The point being that Windows doesn't know anything about CAS. So if you provide a utility function like this and you want to enforce the CAS rules then you have to verify that your calling code has the required permission. Of course, this kind of code really only belongs in the .NET framework. Have a look-see at FileStream.Init() and note FileIOPermission being demanded there before the CreateFile call.
文件访问(例如使用
FileStream)将自动请求FileIOPermission。对于所有标准类来说都是如此,当他们执行某些需要许可的操作时,他们会自动请求它。请在此处下查看 .NET Framework 安全性。所以示例代码是没有用的,没有人会明确要求文件权限。如果您开发一些 API 并且您的代码经过签名,这样就没有人可以更改它,这是合理的。进一步阅读,以下是该文章的引用:
File access (for example using
FileStream) will automatically demandFileIOPermission. And this is so for all standard classes, when they do some action that require permission they will demand it automatically. Look under .NET Framework Security here. So the sample code is useless, no one will explicitly demand file permissions. It is reasonable if you develop some API and your code is signed so that no one can change it.Read further, here is quote from that article:
在 java.io API 内部,您可以确保正在进行检查。如果您想控制访问(在崩溃发生之前绕过崩溃),您必须在 API 调用进行内部检查之前进行适当的检查。
Java 代码通常在您控制的计算机上运行,但也经常在您无法控制的计算机上运行。想想 Java 小程序。他们应该请求访问文件系统的权限,因为程序的作者不应该被允许未经检查地访问其他人的文件系统。
如果您需要阻止一群人做出恶意行为,那么您需要阻止每个人可能做出恶意行为,以实现真正的安全。否则,作恶者只会说自己是受信任、不受约束的群体的一部分。
默认情况下,Java 命令行可执行文件运行时具有允许您访问自己的文件系统的权限。假设是,如果您在本地启动该程序,则可能会弄乱您有权访问的文件系统部分。小程序启动时会删除所有这些默认权限。这样,浏览小程序所在网页的人必须手动授予远程程序(小程序)访问其文件系统的权限。
您看到的这证明没有特殊的后门可以绕过某些用户(或在某些情况下)的安全性。
Inside the java.io APIs, you can assure yourself that the checks are being made. If you want to control the access (bypassing a crash before it happens) you must make the appropriate checks PRIOR to the internal checks made by the API calls.
Java code often runs on computers you control, but it also often runs on computers you don't control. Think of Java applets.

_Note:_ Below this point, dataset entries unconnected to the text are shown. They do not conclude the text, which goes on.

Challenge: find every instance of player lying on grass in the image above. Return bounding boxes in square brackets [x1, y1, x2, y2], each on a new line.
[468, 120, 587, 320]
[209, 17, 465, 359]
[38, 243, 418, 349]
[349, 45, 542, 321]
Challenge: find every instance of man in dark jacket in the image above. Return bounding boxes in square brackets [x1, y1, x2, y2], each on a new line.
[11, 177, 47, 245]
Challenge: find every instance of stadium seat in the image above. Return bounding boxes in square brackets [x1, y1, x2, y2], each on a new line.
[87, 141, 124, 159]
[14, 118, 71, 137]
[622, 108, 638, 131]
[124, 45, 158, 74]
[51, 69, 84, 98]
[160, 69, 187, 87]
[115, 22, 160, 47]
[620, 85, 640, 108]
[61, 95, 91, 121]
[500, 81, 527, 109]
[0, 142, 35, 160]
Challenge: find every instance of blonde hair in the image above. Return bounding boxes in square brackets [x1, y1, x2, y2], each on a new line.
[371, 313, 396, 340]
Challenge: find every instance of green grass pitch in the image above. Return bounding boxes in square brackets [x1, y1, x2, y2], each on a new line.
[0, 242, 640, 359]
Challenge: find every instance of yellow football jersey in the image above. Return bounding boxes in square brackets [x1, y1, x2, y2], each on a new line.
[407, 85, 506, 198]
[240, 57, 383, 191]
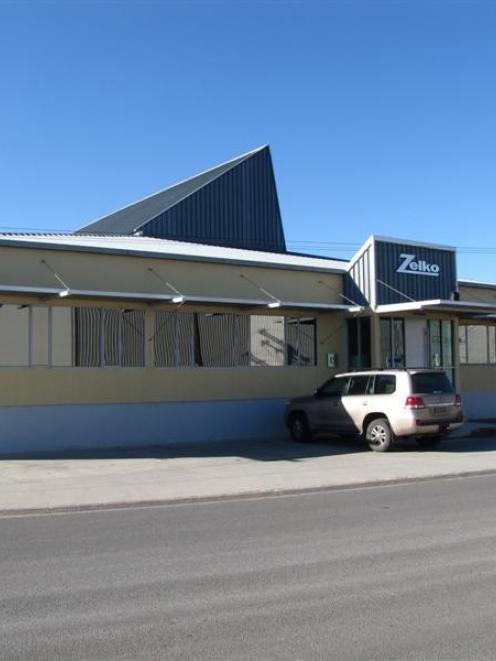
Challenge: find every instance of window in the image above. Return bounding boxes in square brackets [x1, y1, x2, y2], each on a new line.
[286, 317, 315, 367]
[317, 378, 348, 397]
[458, 324, 496, 365]
[374, 374, 396, 395]
[381, 319, 405, 367]
[154, 310, 317, 367]
[0, 305, 30, 367]
[73, 307, 145, 367]
[346, 376, 369, 395]
[411, 372, 453, 394]
[348, 317, 370, 368]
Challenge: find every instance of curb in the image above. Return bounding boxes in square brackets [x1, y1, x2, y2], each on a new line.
[0, 469, 496, 519]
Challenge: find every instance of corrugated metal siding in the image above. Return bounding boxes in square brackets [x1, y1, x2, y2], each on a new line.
[375, 241, 457, 305]
[142, 148, 286, 252]
[344, 247, 372, 305]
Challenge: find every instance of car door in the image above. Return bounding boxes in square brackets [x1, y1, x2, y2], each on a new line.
[315, 377, 348, 432]
[342, 374, 373, 433]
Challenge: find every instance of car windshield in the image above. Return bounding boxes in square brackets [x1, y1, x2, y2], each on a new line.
[412, 372, 454, 394]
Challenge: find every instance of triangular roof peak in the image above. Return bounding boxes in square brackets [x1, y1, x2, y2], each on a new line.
[75, 145, 270, 235]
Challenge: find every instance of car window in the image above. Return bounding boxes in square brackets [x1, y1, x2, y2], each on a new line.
[317, 378, 348, 397]
[346, 375, 369, 395]
[374, 374, 396, 395]
[412, 372, 454, 395]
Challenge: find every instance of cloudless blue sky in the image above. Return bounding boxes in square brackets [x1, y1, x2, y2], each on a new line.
[0, 0, 496, 281]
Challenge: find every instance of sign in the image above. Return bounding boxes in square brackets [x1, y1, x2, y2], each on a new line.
[396, 252, 440, 278]
[327, 353, 338, 368]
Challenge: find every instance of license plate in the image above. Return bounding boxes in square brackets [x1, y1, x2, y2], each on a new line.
[432, 406, 448, 415]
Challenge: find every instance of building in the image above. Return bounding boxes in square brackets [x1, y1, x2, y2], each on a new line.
[0, 147, 496, 452]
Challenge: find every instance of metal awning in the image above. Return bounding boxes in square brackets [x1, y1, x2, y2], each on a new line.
[374, 299, 496, 318]
[0, 284, 361, 312]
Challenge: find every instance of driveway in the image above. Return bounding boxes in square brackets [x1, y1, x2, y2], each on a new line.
[0, 433, 496, 512]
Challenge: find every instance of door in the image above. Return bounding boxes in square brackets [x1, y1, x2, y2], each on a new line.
[314, 378, 348, 432]
[341, 374, 373, 433]
[405, 319, 428, 367]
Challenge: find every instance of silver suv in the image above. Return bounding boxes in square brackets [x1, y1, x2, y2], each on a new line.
[285, 369, 463, 452]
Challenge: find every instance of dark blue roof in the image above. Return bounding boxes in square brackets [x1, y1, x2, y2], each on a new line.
[77, 146, 286, 252]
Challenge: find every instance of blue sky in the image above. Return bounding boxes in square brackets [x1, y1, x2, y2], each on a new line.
[0, 0, 496, 281]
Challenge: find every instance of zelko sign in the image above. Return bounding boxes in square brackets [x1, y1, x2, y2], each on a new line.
[396, 252, 441, 278]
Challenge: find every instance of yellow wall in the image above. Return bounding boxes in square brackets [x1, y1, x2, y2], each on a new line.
[460, 365, 496, 392]
[0, 303, 345, 406]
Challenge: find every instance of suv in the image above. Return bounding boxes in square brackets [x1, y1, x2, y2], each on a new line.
[285, 369, 463, 452]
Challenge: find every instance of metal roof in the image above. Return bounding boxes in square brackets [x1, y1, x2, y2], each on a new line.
[76, 145, 274, 238]
[0, 234, 348, 273]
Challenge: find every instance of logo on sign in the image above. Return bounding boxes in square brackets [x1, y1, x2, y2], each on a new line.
[396, 253, 440, 278]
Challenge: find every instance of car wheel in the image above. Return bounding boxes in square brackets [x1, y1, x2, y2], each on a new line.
[289, 413, 312, 443]
[417, 435, 446, 450]
[365, 418, 394, 452]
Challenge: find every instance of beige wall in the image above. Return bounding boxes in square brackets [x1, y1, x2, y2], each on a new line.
[460, 365, 496, 392]
[0, 302, 345, 406]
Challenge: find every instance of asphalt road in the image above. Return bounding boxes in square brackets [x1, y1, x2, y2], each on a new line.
[0, 476, 496, 661]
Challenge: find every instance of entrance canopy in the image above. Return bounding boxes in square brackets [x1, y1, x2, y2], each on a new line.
[375, 299, 496, 318]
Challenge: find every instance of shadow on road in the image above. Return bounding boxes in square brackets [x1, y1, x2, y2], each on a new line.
[0, 435, 496, 462]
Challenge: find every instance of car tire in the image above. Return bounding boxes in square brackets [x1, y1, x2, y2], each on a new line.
[289, 413, 312, 443]
[417, 434, 446, 450]
[365, 418, 394, 452]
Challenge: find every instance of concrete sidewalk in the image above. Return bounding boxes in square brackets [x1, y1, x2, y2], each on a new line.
[0, 425, 496, 512]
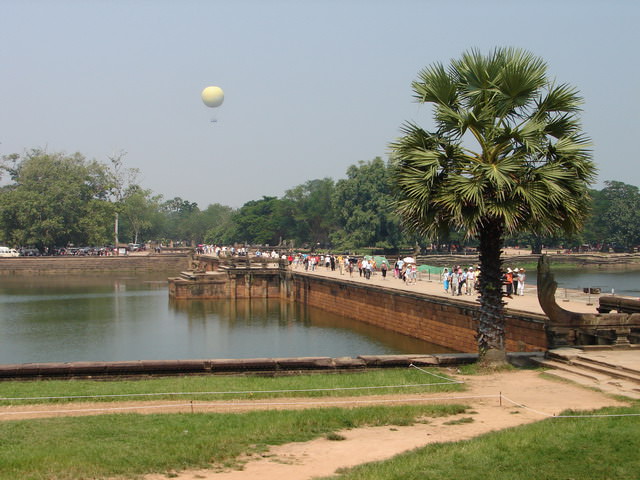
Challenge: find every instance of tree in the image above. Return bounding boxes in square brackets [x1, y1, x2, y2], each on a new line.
[202, 203, 235, 245]
[332, 157, 401, 249]
[119, 185, 160, 243]
[0, 150, 113, 249]
[594, 181, 640, 249]
[281, 178, 335, 245]
[391, 48, 595, 362]
[233, 196, 284, 245]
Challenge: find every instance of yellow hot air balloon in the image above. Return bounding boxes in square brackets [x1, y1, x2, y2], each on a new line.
[201, 87, 224, 108]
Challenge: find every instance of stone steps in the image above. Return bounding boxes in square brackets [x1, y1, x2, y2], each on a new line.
[532, 349, 640, 398]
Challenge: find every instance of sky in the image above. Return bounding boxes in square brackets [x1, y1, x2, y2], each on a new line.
[0, 0, 640, 209]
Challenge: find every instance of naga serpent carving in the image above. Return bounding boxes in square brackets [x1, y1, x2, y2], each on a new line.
[537, 255, 640, 345]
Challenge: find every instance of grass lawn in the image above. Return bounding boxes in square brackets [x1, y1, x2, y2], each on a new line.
[320, 407, 640, 480]
[0, 368, 464, 405]
[0, 405, 465, 480]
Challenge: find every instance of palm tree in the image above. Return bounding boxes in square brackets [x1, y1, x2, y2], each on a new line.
[391, 48, 596, 363]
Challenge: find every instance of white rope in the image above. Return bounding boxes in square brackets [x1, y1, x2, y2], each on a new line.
[0, 364, 464, 401]
[0, 395, 499, 415]
[409, 363, 465, 385]
[500, 393, 640, 418]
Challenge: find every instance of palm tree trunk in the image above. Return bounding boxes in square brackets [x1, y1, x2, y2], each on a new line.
[476, 219, 506, 365]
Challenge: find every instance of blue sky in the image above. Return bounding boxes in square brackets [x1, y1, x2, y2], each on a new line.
[0, 0, 640, 208]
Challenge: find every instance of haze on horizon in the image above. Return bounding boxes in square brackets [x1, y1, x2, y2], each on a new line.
[0, 0, 640, 208]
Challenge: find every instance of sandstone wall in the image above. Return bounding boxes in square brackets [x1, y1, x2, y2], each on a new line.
[0, 254, 190, 275]
[292, 274, 547, 352]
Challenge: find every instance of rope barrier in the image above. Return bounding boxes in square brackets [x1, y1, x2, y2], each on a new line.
[0, 364, 640, 418]
[0, 395, 498, 416]
[500, 392, 640, 418]
[0, 364, 464, 401]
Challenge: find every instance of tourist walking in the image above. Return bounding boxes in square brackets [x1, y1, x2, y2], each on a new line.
[516, 268, 527, 296]
[466, 267, 476, 295]
[442, 267, 451, 293]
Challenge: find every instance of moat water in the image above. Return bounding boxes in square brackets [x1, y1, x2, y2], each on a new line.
[0, 274, 451, 364]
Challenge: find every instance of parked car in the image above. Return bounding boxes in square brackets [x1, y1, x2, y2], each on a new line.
[0, 247, 20, 257]
[20, 248, 42, 257]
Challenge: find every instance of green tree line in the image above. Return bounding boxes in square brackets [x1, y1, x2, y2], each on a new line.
[0, 150, 640, 255]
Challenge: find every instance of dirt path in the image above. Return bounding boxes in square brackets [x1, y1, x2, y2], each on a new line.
[0, 370, 623, 480]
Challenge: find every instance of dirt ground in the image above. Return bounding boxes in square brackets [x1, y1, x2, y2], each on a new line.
[0, 370, 623, 480]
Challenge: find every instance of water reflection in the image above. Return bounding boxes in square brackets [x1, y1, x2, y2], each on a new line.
[0, 274, 446, 363]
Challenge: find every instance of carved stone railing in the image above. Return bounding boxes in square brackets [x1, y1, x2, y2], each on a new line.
[538, 255, 640, 347]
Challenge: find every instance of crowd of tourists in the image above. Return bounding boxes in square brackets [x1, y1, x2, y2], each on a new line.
[441, 265, 527, 298]
[197, 245, 526, 298]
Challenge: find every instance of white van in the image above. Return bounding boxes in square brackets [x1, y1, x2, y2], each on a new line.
[0, 247, 20, 257]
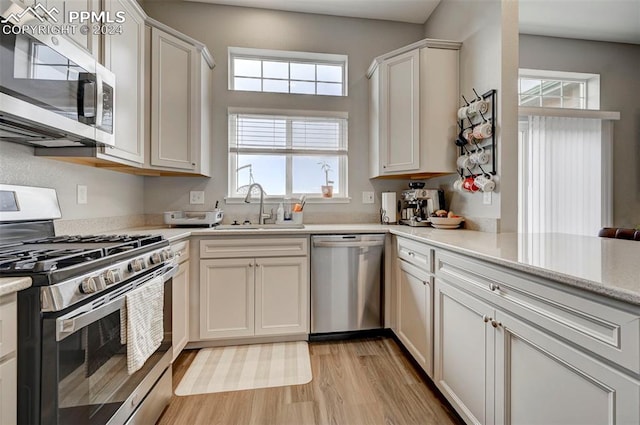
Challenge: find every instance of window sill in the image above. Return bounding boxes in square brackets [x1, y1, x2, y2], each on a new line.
[224, 196, 351, 205]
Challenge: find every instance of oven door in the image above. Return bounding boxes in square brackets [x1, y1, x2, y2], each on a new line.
[40, 264, 177, 425]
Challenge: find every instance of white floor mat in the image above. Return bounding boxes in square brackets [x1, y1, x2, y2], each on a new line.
[176, 341, 312, 396]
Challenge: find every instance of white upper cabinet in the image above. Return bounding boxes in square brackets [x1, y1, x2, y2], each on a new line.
[368, 39, 460, 178]
[98, 0, 145, 166]
[150, 25, 212, 176]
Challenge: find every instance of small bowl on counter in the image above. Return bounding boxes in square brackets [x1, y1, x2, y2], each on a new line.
[429, 217, 464, 229]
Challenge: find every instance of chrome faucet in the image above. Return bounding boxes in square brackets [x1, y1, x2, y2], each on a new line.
[244, 183, 271, 225]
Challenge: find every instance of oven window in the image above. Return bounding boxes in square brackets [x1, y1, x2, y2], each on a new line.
[57, 310, 171, 424]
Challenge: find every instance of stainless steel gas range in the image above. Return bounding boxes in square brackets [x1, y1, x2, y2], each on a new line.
[0, 185, 177, 425]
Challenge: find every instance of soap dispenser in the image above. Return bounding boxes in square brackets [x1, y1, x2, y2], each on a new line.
[276, 202, 284, 223]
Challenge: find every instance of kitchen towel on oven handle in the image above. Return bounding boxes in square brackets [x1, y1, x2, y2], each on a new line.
[120, 276, 164, 375]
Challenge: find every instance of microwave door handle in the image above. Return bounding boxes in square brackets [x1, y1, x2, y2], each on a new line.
[77, 78, 96, 124]
[56, 264, 178, 341]
[95, 75, 104, 128]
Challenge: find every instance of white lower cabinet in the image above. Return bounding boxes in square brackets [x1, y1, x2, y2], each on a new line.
[200, 258, 255, 339]
[200, 248, 309, 340]
[495, 311, 640, 425]
[396, 260, 433, 376]
[433, 279, 495, 424]
[434, 278, 640, 425]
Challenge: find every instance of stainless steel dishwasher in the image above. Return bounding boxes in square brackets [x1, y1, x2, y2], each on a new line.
[311, 235, 385, 334]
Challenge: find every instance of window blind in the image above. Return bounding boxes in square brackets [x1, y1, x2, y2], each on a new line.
[229, 113, 347, 155]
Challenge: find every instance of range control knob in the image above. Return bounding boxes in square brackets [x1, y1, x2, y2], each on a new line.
[102, 269, 121, 285]
[129, 258, 147, 273]
[80, 277, 98, 294]
[149, 252, 162, 264]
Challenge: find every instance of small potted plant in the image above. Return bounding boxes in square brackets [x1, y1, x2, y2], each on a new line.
[318, 161, 333, 198]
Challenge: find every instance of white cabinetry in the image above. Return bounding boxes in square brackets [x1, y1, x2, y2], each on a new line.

They should ask permission to access the file system because the author of the program shouldn't be allowed unchecked access to everyone else's file system.
If you need to stop one group of people from doing something malicious, then you need to stop everyone from possibly doing something malicious for the security to be real. Otherwise, the ill-doers will just say that they are part of the trusted unchecked group.
The Java command line executable runs by default with permissions to allow you to touch your own file system. The assumption is that if you launched the program locally, you could have messed up the portions of your file system you had access to anyway. Applets launch with all of these default permissions removed. That way the person browsing the web page where the applet resides must manually grant permissions for a remote program (applet) to touch their file system.
That you see this is proof that there isn't a special back door which bypasses security for some users (or in some conditions).